I program for a living. I made a number of predictions about my own domain of software and programming generally. It seems like I got a lot of those wrong. Let me list some examples below:

  1. Elm 0.19 Will be out by April 2018, 90% likely
  2. Elm 0.2 Will be out by April 2018, 60% likely
  3. There will be a serious competitor to Slack, 60% likely
  4. There will be a hip new front end JavaScript front end frame work at least as big as VueJS, 80%

None of these things happened, as far as I can tell (Elm 0.19 eventually came out, but later than I expected). I still mostly believe that these things will happen, its just a question of time scale I guess. I made these predictions on a 1 year time scale, but maybe a 5 year time scale would have been more reasonable.

The world is just slower than I thought I guess.

In the case of Slack prediction, I figured Slack isnt very good software, so the natural thing would be for a competitor to come in and displace them. But maybe I was kind of foolish in how I thought the economy worked. I could have failed to anticipate either, hard it would be for a competitor to make something truly better than Slack, how hard it is to enter into a market and displace Slack, or how much better positioned Slack is to improve itself than a competitor is to improve on Slack.

Personal Stuff

  1. I will still live in New York City : 70%
  2. I will leave the country : 10%
  3. I will have coded in Haskell : 10%

I rated it 10% likely that I would leave the country at all, and then I moved out of the US entirely. I rated it low that I would code any Haskell, but now I code at least a little Haskell every week.

I dont really know what the lesson to learn here is, but it seems like there are a lot of details about my own personal life, that I had a high degree of certainty about, that turned out to be totally off the mark. My calibration would improve quite a lot if I could anticipate my own life better.

European politics

  1. France will leave the EU: 10%
  2. Marie Le Pen will win the French election: 50%
  3. Angela Merkel Loses her election: 50%
  4. Some European nation will try and leave the EU : 50%
  5. Some new European nation will emerge through an independence movement: 0%

Some of these I got right, but none of those 50% ones came true.

At the time of making these predictions, I tried to be conscious about whether I was subscribing to the theory that the new right wing political developments in the US and Europe were flukey, or a new normal. I suspect when it comes to politics, developments are always portrayed as shocking, and they always feel like a disturbing new normal; but they never are.

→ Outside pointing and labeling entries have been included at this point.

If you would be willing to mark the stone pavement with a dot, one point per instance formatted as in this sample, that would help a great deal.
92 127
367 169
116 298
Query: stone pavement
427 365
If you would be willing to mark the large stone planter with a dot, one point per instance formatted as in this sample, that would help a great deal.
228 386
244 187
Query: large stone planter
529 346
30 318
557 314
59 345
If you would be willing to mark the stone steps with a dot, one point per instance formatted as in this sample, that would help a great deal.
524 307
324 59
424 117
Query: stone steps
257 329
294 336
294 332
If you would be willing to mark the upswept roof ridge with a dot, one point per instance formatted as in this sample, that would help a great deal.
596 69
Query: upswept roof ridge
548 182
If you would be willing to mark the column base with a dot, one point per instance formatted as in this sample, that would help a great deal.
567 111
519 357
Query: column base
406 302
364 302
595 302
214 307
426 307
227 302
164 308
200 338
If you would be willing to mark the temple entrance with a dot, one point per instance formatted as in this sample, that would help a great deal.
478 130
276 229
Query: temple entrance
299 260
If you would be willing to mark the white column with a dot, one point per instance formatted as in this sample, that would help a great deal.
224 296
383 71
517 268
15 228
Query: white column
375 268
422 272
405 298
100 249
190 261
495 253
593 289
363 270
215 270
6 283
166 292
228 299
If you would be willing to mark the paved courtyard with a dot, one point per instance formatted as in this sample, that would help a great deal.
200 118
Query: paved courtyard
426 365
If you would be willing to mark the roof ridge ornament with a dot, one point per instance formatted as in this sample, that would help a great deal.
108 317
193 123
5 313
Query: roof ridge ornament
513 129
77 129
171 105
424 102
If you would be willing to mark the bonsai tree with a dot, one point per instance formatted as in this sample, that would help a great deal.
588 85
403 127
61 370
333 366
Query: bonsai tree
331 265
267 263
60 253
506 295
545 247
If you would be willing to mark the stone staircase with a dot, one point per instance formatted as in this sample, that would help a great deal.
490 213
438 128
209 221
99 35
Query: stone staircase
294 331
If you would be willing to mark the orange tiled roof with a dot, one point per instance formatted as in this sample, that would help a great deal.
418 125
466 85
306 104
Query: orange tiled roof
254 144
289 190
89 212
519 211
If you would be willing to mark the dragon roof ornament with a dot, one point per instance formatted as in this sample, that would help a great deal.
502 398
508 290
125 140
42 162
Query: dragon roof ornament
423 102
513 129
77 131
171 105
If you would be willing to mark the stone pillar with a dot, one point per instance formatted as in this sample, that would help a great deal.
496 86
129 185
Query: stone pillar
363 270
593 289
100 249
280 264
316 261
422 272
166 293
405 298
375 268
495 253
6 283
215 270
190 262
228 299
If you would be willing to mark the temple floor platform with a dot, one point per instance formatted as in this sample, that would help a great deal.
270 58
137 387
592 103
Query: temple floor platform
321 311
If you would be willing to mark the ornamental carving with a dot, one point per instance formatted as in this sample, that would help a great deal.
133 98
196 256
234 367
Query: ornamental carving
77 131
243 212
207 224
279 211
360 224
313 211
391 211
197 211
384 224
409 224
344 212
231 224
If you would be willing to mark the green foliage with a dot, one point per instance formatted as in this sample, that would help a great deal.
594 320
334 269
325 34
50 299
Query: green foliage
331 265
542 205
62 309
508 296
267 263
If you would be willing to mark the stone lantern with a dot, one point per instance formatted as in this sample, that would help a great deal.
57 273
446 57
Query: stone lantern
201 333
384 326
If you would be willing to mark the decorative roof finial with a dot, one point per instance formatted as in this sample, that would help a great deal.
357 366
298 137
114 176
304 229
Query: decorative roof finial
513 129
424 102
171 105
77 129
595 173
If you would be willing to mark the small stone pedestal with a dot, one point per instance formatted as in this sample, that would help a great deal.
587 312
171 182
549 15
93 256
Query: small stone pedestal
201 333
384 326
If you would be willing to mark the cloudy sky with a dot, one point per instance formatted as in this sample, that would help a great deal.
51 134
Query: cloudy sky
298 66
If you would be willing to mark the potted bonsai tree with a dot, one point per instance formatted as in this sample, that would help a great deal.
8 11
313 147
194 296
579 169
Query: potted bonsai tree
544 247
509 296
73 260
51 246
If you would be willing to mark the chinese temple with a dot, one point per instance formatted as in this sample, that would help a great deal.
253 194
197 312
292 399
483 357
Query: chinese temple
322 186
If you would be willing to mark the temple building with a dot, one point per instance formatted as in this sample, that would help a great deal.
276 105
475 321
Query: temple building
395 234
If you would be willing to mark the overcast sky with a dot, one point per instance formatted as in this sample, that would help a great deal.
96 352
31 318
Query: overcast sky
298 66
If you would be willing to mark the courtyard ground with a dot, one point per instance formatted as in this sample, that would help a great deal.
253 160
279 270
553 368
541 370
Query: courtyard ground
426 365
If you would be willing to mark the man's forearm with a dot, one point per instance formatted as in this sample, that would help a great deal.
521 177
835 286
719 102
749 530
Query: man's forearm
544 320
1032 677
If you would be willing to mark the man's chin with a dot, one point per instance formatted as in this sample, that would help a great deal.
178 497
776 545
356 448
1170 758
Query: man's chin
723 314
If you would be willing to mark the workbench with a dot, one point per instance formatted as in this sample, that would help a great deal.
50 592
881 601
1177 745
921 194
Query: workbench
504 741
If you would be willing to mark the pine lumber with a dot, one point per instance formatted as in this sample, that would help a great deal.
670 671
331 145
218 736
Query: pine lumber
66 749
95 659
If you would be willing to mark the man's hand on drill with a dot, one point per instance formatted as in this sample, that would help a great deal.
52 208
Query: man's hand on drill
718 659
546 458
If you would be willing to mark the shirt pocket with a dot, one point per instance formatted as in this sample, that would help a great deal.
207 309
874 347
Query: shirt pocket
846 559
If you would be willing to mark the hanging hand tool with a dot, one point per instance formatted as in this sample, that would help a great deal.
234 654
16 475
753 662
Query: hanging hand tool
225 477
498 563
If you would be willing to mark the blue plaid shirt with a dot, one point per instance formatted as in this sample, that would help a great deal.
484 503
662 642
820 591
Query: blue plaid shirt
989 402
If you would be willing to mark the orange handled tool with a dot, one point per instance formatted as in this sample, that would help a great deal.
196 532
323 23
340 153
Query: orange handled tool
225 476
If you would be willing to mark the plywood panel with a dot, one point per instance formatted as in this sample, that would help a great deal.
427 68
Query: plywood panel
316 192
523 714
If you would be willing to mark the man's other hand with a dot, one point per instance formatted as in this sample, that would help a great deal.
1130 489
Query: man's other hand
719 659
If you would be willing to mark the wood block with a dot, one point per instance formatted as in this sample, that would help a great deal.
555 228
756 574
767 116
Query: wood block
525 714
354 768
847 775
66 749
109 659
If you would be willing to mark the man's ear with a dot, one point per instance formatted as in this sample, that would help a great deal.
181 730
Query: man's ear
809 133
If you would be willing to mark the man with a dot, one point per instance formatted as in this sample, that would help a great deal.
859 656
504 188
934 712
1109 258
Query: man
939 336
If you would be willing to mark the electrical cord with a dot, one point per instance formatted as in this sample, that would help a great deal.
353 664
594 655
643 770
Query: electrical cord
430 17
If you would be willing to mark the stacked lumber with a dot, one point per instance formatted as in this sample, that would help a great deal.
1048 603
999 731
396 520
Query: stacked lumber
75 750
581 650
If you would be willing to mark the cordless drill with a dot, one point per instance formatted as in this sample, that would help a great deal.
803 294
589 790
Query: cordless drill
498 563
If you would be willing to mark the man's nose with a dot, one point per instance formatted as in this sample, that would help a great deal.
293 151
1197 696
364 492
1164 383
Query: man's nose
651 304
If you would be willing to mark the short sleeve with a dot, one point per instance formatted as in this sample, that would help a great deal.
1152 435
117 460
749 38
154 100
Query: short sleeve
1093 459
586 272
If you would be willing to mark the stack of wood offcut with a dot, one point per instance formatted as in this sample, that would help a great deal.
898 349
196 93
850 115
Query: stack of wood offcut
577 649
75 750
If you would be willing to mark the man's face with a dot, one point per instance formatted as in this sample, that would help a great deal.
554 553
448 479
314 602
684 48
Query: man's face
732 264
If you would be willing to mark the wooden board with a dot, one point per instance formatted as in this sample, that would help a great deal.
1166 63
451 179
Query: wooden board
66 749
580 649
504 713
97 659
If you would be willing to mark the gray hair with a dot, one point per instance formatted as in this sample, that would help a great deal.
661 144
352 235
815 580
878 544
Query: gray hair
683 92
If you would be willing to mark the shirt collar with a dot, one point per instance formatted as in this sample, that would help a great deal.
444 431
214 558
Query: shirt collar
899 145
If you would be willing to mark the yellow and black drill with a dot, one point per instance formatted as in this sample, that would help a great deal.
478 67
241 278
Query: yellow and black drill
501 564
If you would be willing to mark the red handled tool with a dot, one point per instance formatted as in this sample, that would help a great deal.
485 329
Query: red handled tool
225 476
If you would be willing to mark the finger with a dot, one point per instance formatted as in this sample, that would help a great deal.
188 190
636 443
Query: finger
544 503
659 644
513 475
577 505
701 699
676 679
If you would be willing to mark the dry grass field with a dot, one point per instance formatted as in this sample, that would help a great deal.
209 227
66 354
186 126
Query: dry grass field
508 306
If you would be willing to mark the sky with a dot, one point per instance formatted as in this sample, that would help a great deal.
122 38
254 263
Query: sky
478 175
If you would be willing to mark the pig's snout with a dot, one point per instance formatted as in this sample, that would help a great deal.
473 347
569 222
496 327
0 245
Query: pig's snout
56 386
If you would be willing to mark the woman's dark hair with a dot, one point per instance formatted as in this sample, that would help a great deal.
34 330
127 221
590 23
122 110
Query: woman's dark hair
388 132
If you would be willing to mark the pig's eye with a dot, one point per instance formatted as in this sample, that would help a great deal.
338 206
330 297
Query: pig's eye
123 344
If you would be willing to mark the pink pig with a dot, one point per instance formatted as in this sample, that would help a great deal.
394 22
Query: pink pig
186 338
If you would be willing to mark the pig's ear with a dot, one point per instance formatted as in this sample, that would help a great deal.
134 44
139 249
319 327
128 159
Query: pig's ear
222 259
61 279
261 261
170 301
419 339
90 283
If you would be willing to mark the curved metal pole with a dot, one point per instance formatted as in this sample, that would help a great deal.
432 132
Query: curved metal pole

That leads me to think that most things are either a fluke, or far more normal than they feel. But, on the other hand, society does change, the causal forces behind elections and referendums are real and dont just disappear. These are contrary but compelling lines of reasoning, and all I can take away from them is "The world is changing, but slowly, and not in any obvious way big superficial political events are reflecting". So anyway, I tentatively stuck to the expectation that "for the short term, its not over" and that after April 2017 there would be further right wing victories in European politics.

And I think that position has turned out to be correct; there were further right wing victories in European politics, most evidenced by right wing parties growing in the parliaments in most every European country. But I also think I was not able to use that theory to make good predictions about what would actually happen in Europe. I suspect I was just too ignorant about how Europe works. I was not able to say "As a consequence, right wing parties will grow in every countries parliament", but I was able to say foolish things like "The odds are fair that Merkel wont be re-elected", even tho Chancellors arent elected to begin with.

Brexit was a right wing victory in the UK, but in hindsight, for the "another country will try and leave the EU" prediction, 50% was way too high of an estimation. Brexit could only have happened in the UK, just because of the dynamics in the UK compared to other EU countries, but from my naive point of view, it was easy to say "Well, the right wing wants independence in UK, so I guess the right wing all over Europe wants independence". It doesnt really work that way.